Regenerative agriculture is essential within the Rebuilding Nature Strategic Nature Network (SNN) because it integrates food production with nature recovery, ensuring that land remains productive while restoring ecosystems, enhancing biodiversity, and supporting climate resilience.

Farming has always shaped the landscape, but the way we manage land today will determine its ability to support food production, biodiversity, and climate resilience in the years ahead. By restoring soil health, protecting ecosystems, and reducing reliance on costly inputs, we can ensure that farming remains productive while delivering benefits for nature. With growing financial support through government schemes and private markets, there are more opportunities than ever to make nature-friendly farming a core part of land management. Rebuilding Nature is about making these opportunities work - ensuring they are accessible, practical, and financially feasible for every farm.


Martin Lines

Martin Lines

Farmer and CEO, Nature Friendly Farming Network

Here's why regenerative agriculture plays a key role in the SNN

Restoring Soil Health & Carbon Sequestration

  • Healthy soils are critical for both agriculture and carbon storage. Regenerative practices like cover cropping, reduced tillage, and agroforestry improve soil organic matter, helping land sequester carbon and enhance fertility.
  • This aligns with SNN’s goal of delivering 30% of the UK’s emissions reductions by 2030 through nature-based solutions.

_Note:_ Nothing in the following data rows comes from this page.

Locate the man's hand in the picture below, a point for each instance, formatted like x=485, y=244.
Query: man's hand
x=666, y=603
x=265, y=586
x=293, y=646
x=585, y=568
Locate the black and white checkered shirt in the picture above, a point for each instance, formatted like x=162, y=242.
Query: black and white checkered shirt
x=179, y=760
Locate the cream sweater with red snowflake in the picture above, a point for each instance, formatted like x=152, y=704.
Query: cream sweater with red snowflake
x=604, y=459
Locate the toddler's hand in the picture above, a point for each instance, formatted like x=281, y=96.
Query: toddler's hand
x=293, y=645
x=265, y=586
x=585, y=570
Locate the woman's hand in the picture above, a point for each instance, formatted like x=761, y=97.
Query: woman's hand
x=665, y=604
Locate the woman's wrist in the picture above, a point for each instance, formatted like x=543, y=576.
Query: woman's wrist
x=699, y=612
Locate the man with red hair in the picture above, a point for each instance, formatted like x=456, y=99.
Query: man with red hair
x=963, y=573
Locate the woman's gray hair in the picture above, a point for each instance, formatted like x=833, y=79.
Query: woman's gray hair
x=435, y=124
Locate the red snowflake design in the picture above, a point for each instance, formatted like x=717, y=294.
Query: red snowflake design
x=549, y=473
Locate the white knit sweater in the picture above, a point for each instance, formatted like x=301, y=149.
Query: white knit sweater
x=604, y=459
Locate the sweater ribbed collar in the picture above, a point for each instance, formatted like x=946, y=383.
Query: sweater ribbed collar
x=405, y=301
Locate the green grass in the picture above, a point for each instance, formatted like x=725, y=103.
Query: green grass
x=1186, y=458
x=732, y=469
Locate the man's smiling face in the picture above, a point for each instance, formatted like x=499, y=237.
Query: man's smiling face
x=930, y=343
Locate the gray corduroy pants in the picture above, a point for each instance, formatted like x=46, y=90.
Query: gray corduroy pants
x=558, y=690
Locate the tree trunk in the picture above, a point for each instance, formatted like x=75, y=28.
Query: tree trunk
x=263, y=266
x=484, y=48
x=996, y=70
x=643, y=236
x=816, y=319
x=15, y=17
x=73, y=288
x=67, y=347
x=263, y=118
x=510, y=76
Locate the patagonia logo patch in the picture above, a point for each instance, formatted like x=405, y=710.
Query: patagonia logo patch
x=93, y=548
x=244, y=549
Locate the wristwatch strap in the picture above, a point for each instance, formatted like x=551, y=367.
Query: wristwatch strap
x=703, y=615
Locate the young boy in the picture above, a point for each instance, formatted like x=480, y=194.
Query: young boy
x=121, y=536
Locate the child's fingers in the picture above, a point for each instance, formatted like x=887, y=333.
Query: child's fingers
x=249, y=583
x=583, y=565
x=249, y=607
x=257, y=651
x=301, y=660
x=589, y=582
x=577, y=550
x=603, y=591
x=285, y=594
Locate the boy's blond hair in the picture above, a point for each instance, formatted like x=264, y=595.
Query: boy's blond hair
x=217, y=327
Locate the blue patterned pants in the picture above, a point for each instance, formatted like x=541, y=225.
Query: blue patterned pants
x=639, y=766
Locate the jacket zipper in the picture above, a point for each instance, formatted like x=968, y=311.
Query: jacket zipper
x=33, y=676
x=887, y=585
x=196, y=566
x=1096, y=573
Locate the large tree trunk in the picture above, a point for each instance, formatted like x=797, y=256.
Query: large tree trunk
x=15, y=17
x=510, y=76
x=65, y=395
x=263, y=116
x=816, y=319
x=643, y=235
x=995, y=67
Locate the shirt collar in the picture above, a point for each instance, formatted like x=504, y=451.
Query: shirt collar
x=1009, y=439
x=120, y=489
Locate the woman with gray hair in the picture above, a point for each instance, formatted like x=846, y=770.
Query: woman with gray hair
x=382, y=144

Enhancing Biodiversity & Landscape Connectivity

  • Intensive farming has fragmented habitats, reducing pollinator populations and weakening ecosystem resilience. Regenerative agriculture rebuilds biodiversity by incorporating wildlife corridors, hedgerows, and mixed cropping systems.
  • SNN ensures that regenerative farms are part of a connected network of restored landscapes, maximizing biodiversity gains at scale.

Strengthening Climate & Water Resilience

  • Extreme weather, soil erosion, and water shortages threaten food security. Regenerative methods improve water retention, prevent soil degradation, and reduce flood risks, making farms more climate-resilient.
  • Within the SNN, regenerative farms act as buffer zones, enhancing natural flood management and reducing the impact of climate change on agriculture.

Unlocking Private Finance & Market Opportunities

  • Regenerative agriculture can generate ecosystem services like biodiversity and carbon credits, creating new financial incentives for farmers.
  • SNN provides the strategic framework to connect farmers with investors, ensuring long-term funding for nature-positive farming at scale.

Embedding Nature into the Food System

  • The UK’s food system must shift towards sustainable production that works with nature, not against it.
  • By integrating regenerative farming within SNN’s land-use planning, we ensure that food production, nature recovery, and carbon sequestration happen simultaneously rather than in competition.